Do you know why you are holding a meeting?
I vividly remember the “rehearsal of concept” (or ROC Drill) that took place before the second battle of Fallujah in the fall of 2004, when the regimental CO and his subordinate commanders reviewed our battle plan. It was the only topic on the agenda. They literally walked through the plan on top of a giant map that was laid out on the floor of a large auditorium. The meeting was frequently punctuated by sounds of outgoing artillery, I think the auditorium was located less than a thousand meters from the artillery battery’s gunline. That was a memorable meeting.

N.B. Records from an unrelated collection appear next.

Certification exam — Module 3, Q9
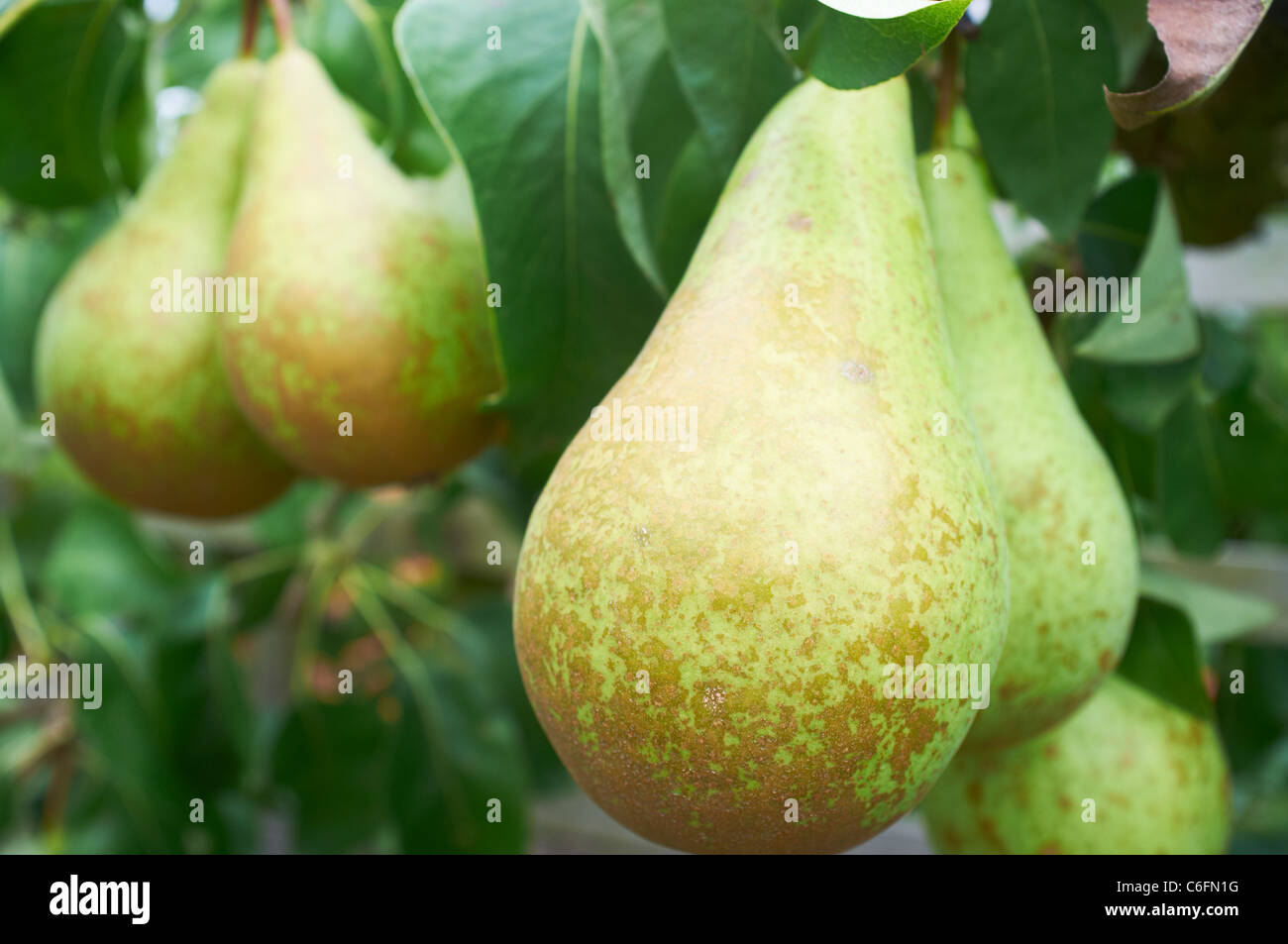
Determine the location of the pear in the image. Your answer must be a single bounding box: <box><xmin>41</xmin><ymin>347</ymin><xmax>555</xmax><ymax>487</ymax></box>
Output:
<box><xmin>222</xmin><ymin>47</ymin><xmax>501</xmax><ymax>485</ymax></box>
<box><xmin>918</xmin><ymin>151</ymin><xmax>1138</xmax><ymax>750</ymax></box>
<box><xmin>514</xmin><ymin>77</ymin><xmax>1008</xmax><ymax>853</ymax></box>
<box><xmin>35</xmin><ymin>59</ymin><xmax>293</xmax><ymax>516</ymax></box>
<box><xmin>921</xmin><ymin>675</ymin><xmax>1231</xmax><ymax>855</ymax></box>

In 2008, once again back in Iraq’s Anbar, (a year with “relatively” little shooting taking place in the province), we orchestrated a meeting between the Ministry of Defense colonel in charge of distributing pensions and a group of former Iraqi army officers from Anbar. The idea was to connect the former officers to the current government in Baghdad and give them a stake in its success. Among other challenges, the MoD colonel was a Shia Muslim while all the Anbaris were Sunnis, plus we suspected at least some of the former officers had recently been fighting as insurgents against the current government. We hosted the gathering aboard Camp Ramadi to make sure we could lock down security for it. We braced for heavy seas and a lot of arguments – and were surprised when the former officers embraced the MoD colonel, as many of them had served with him in the old, pre-war army. That was a memorable meeting.

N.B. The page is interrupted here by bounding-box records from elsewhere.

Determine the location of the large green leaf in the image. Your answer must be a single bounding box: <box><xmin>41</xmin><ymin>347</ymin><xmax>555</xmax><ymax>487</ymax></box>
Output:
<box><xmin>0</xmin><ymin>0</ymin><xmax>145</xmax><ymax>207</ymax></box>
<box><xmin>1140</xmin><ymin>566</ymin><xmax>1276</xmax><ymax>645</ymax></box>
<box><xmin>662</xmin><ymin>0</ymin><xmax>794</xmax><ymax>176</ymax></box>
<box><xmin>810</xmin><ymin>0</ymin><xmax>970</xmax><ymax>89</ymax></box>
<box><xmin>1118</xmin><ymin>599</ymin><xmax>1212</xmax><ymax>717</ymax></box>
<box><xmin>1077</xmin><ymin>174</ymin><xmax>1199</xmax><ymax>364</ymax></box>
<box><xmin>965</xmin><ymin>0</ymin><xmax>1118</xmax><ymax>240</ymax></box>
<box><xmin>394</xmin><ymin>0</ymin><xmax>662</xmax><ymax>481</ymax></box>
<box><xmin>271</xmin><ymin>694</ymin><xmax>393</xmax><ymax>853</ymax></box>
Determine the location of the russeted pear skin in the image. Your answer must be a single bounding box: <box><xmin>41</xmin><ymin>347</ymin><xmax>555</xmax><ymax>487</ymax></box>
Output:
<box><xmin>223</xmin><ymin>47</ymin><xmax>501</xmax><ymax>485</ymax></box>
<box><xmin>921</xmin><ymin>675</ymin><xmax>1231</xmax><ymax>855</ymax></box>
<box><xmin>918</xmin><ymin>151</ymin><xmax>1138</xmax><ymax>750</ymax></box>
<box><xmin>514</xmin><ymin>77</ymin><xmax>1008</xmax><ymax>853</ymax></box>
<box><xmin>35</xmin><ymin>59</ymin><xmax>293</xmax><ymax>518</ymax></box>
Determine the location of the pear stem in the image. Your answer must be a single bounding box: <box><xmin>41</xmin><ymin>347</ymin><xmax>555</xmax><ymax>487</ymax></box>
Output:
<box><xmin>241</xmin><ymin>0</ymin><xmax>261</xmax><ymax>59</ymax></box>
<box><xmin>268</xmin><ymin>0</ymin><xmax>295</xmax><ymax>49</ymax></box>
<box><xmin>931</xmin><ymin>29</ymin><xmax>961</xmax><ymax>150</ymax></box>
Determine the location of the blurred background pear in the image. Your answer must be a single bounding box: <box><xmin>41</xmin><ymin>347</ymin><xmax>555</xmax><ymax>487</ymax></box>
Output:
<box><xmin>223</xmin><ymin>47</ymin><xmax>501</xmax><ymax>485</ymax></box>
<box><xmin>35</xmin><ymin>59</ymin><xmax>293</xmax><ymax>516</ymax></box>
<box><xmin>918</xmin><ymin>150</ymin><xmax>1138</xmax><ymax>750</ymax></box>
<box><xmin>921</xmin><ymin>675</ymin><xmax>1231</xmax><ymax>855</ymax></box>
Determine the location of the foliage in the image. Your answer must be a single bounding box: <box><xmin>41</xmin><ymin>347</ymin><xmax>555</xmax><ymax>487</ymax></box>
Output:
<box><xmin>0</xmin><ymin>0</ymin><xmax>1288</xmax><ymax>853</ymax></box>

Thoughts about meetings arose because I’m reading The Art of Gathering by Priya Parker. I’m finding it a great leadership book for a lot of reasons. The author provides some interesting new perspectives on things that often become routine. Through the fresh insight she’s providing, I’m able to look back and evaluate meetings that really achieved a purpose, like the ones above. I’m also able to look back and critique the many more meetings I’ve attended that either fell short of achieving their purpose, or even more often, just seemed to continue happening because “that’s the way we’ve always done it.”
Gatherings of all kinds help define a culture. Enthusiastic Harley-Davidson riders rally in Sturgis, South Dakota, every summer. The famed mountain men held an annual “Rocky Mountain Rendezvous” to trade and socialize. And oftentimes culture for organizations in the business world are defined by their meetings, too. As leaders, that’s something we should keep in mind.

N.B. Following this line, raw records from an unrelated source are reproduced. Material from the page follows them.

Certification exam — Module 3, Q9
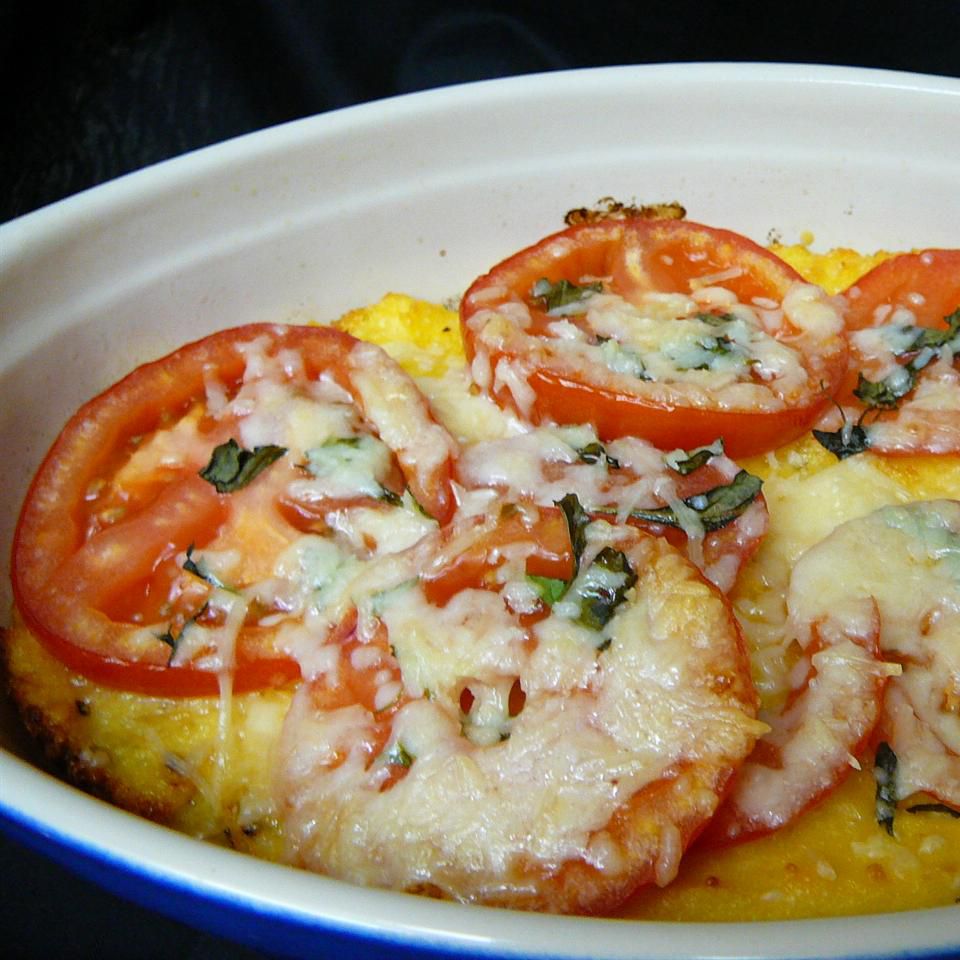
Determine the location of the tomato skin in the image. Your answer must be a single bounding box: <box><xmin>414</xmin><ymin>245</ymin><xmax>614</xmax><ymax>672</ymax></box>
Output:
<box><xmin>11</xmin><ymin>324</ymin><xmax>454</xmax><ymax>696</ymax></box>
<box><xmin>844</xmin><ymin>250</ymin><xmax>960</xmax><ymax>330</ymax></box>
<box><xmin>461</xmin><ymin>220</ymin><xmax>846</xmax><ymax>457</ymax></box>
<box><xmin>823</xmin><ymin>249</ymin><xmax>960</xmax><ymax>456</ymax></box>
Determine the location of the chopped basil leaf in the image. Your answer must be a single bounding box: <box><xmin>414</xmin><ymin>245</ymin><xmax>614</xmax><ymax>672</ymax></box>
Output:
<box><xmin>530</xmin><ymin>277</ymin><xmax>603</xmax><ymax>316</ymax></box>
<box><xmin>624</xmin><ymin>470</ymin><xmax>763</xmax><ymax>532</ymax></box>
<box><xmin>183</xmin><ymin>543</ymin><xmax>226</xmax><ymax>589</ymax></box>
<box><xmin>663</xmin><ymin>437</ymin><xmax>723</xmax><ymax>477</ymax></box>
<box><xmin>574</xmin><ymin>547</ymin><xmax>637</xmax><ymax>632</ymax></box>
<box><xmin>695</xmin><ymin>313</ymin><xmax>737</xmax><ymax>327</ymax></box>
<box><xmin>873</xmin><ymin>742</ymin><xmax>897</xmax><ymax>837</ymax></box>
<box><xmin>577</xmin><ymin>441</ymin><xmax>620</xmax><ymax>470</ymax></box>
<box><xmin>813</xmin><ymin>423</ymin><xmax>870</xmax><ymax>460</ymax></box>
<box><xmin>382</xmin><ymin>740</ymin><xmax>415</xmax><ymax>767</ymax></box>
<box><xmin>853</xmin><ymin>363</ymin><xmax>917</xmax><ymax>410</ymax></box>
<box><xmin>377</xmin><ymin>484</ymin><xmax>403</xmax><ymax>507</ymax></box>
<box><xmin>527</xmin><ymin>573</ymin><xmax>569</xmax><ymax>607</ymax></box>
<box><xmin>200</xmin><ymin>438</ymin><xmax>287</xmax><ymax>493</ymax></box>
<box><xmin>853</xmin><ymin>309</ymin><xmax>960</xmax><ymax>410</ymax></box>
<box><xmin>555</xmin><ymin>493</ymin><xmax>590</xmax><ymax>576</ymax></box>
<box><xmin>907</xmin><ymin>803</ymin><xmax>960</xmax><ymax>819</ymax></box>
<box><xmin>156</xmin><ymin>603</ymin><xmax>208</xmax><ymax>666</ymax></box>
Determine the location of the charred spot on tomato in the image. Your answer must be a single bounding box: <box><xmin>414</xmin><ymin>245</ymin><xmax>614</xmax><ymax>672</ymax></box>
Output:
<box><xmin>563</xmin><ymin>197</ymin><xmax>687</xmax><ymax>227</ymax></box>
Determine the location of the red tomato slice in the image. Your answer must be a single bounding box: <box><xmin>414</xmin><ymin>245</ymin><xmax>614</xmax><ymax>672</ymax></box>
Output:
<box><xmin>422</xmin><ymin>508</ymin><xmax>573</xmax><ymax>606</ymax></box>
<box><xmin>461</xmin><ymin>220</ymin><xmax>846</xmax><ymax>457</ymax></box>
<box><xmin>456</xmin><ymin>428</ymin><xmax>769</xmax><ymax>593</ymax></box>
<box><xmin>12</xmin><ymin>325</ymin><xmax>454</xmax><ymax>696</ymax></box>
<box><xmin>844</xmin><ymin>250</ymin><xmax>960</xmax><ymax>330</ymax></box>
<box><xmin>820</xmin><ymin>250</ymin><xmax>960</xmax><ymax>456</ymax></box>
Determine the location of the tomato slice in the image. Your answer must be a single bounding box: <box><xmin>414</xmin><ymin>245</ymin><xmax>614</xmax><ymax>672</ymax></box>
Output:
<box><xmin>844</xmin><ymin>250</ymin><xmax>960</xmax><ymax>330</ymax></box>
<box><xmin>461</xmin><ymin>220</ymin><xmax>846</xmax><ymax>457</ymax></box>
<box><xmin>274</xmin><ymin>501</ymin><xmax>764</xmax><ymax>913</ymax></box>
<box><xmin>422</xmin><ymin>507</ymin><xmax>573</xmax><ymax>606</ymax></box>
<box><xmin>12</xmin><ymin>325</ymin><xmax>454</xmax><ymax>696</ymax></box>
<box><xmin>820</xmin><ymin>250</ymin><xmax>960</xmax><ymax>456</ymax></box>
<box><xmin>456</xmin><ymin>427</ymin><xmax>769</xmax><ymax>593</ymax></box>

In 2017 I led an air-ground task force deployed to the middle east and we held a weekly command and staff meeting. The purpose for it was informational, to make sure we were all headed in the same direction. As a task force with different elements (infantry, air, logistics), we wanted to make sure that people across the force knew what the various pieces of it were up to, so that all of our actions were aligned. We talked about this meeting a lot before we deployed, our goal was for each meeting to be attended as well as possible. We saw this as a venue with potentially high value for our internal communications plan.
We decided to host a “coffee hour” gathering for 10-15 minutes before each command and staff kicked off. The Marines in charge of implementing this pulled out all the stops, making sure the coffee was decent (not a guarantee while deployed) and that there were doughnuts for those on a cheat day and fruit for those who were not. The staff put out the initial word and then followed up with their counterparts to spread the message that everyone was welcome.
This format turned out to be a big success, it exceeded my expectations at least. The meetings were always well attended, and not just by those required to be there. The informal start allowed questions to surface that we probably wouldn’t have heard through more formal channels. Quite a bit of coordination that wasn’t included in the formal meeting took place. And probably most importantly, people from various parts of the task force either got to know each other for the first time or deepened existing relationships, which I think helped us become ever more cohesive as the deployment unfolded.
As a Marine I went to a lot of meetings over the years, and some made an indelible impression on my memory. As a brand-new second lieutenant I avoided them any way I could. As I gained experience though, I saw some examples that changed my thinking. Sometimes meetings deal with subjects of real gravity and importance, like when we were getting ready to attack Fallujah. And sometimes they helped build an organization’s culture, like our coffee hours in the task force.
So, from reading Priya Parker’s insightful book and from a few of my own experiences over the years, here are a few things about meeting that I think are helpful for leaders:
1. Decide ahead of time the purpose for the meeting. Then use that purpose to guide all the decisions related to holding the meeting. If offered a choice to include something that doesn’t serve the meeting’s purpose, say no.
2. Periodically review all the meetings that take place in your organization. Refer back to #1 and for every one of them ask, “What is its purpose?” If no one can come up with an answer then that’s the low hanging fruit for you to prune. And, if the purpose no longer retains its relevance, then that meeting can go away, too.
3. Structure influences human behavior. Once you decide a meeting is necessary, everything about how it’s structured – the space, the agenda, the participants, etc. – will influence the meeting’s output. Let this perspective on meetings fire up your creativity. Challenge your people to get creative with them, too. You may be pleasantly surprised by what it does for your company’s culture.